Distanciándose de la picardía sexual, del alarde de coraje de las autorreferen-ciales apologías de los guapos- frecuentes en las letras de entonces-, Contursi canta al hombre llorando a una mujer; canta al hombre desnudo, al hombre que sufre lo que todos sufren: el amor, el desamor, la soledad, el abandono, el asedio de la muerte. Todo esto ha despertado una mujer que se ha marchado. 3

Mi noche triste representa la irrupción del tango en la tradición occidental del canto al amor tenido o perdido, no como lugar común sino como ámbito obligado del quehacer creativo y el ingreso definitivo del tango en los temas universales de la literatura y del arte, en general.
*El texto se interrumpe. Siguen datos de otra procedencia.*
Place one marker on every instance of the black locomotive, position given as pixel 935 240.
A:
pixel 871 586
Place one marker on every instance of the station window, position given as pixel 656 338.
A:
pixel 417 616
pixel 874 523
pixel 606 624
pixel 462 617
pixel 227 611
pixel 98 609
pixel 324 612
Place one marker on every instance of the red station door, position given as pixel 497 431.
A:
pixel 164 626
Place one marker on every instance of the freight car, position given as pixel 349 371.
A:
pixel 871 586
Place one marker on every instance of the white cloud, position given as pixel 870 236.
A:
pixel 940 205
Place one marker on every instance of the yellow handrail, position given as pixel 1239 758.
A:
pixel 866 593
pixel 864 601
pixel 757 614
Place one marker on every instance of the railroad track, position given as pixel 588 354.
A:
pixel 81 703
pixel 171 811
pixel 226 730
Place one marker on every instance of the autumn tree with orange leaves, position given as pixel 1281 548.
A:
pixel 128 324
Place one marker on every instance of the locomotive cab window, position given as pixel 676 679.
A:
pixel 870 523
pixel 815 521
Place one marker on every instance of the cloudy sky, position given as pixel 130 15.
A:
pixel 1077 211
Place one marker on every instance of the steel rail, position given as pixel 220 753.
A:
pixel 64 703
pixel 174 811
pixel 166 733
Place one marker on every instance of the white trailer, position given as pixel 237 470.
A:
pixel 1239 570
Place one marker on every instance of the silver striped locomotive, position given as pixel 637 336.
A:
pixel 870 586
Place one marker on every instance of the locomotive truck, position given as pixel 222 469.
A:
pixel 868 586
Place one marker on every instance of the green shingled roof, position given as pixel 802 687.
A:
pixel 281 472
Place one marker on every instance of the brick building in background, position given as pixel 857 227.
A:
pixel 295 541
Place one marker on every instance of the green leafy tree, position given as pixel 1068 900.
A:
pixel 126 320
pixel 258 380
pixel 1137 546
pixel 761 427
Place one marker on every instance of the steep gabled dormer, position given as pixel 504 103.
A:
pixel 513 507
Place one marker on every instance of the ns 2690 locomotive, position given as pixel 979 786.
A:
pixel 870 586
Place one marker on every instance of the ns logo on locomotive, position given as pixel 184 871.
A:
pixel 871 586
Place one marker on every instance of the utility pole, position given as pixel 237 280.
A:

Carlos Gardel y Pascual Contursi representan este episodio crucial en la historia del tango.

3. Lo oculto: abandono, sexualidad y poder

Aquí ingresamos a la segunda etapa de este camino: lo oculto, lo menos evidente. La ruptura que encarna Mi noche triste es provocada por la historia de una mujer que decide irse narrada por un hombre, de manera tal que se proyectan sobre el relato diversos conos de sombra: ¿Cómo es esa mujer que, cruzando la puerta, acaba de crear un género dentro del tango (el tango canción)? ¿Por qué se va? ¿A dónde se va? ¿A protagonizar acaso una vida licenciosa de cabaret, tal como se lee en los numerosos tangos de la época? Estos versos de Contursi no dicen eso.

Este detalle es importante para comenzar a advertir que la cuestión de la mujer que se va no se agota en la línea temática de la milonguita, tal como indicaría una lectura simplista de las poéticas del tango. Por el contrario, trasunta a algo mucho más profundo: es una forma de narrar el poder femenino. Lo que testimonia Contursi en este tango es ni más ni menos el devenir de un cambio histórico. Está registrando el movimiento que implicó el cambio de posición de la mujer en relación con los hombres.

Carlos Mina destaca una cuestión notable presente en muchos tangos: la mujer se va y el hombre, por lo general, nunca sabe por qué. En Mi noche triste, el protagonista narra con total asombro que ella lo ha abandonado sabiendo que él la quiere y encontrándose él, además, en lo mejor de su vida.

Este desconocimiento del hombre acerca de los motivos del abandono de la mujer se vislumbra enérgicamente en El abrojito (Fernández Blanco, 1926) al decir: No sé por qué te alejaste de mí/ si yo te adoré con creciente fervor./No sé por qué me engañabas así,/sin demostrar tu desamor. No concibe el hombre que la mujer se vaya y que su ferviente adoración no le alcance. Otro tango de Contursi, De vuelta al bulín, contiene una estrofa que parece llevar este desconocimiento al paroxismo del absurdo: Te busqué por todo el cuarto/ imaginándome, mi vida/ que estarías escondida/ para darme un alegrón, como si el acto de marcharse de la mujer fuera apenas una insignificante broma.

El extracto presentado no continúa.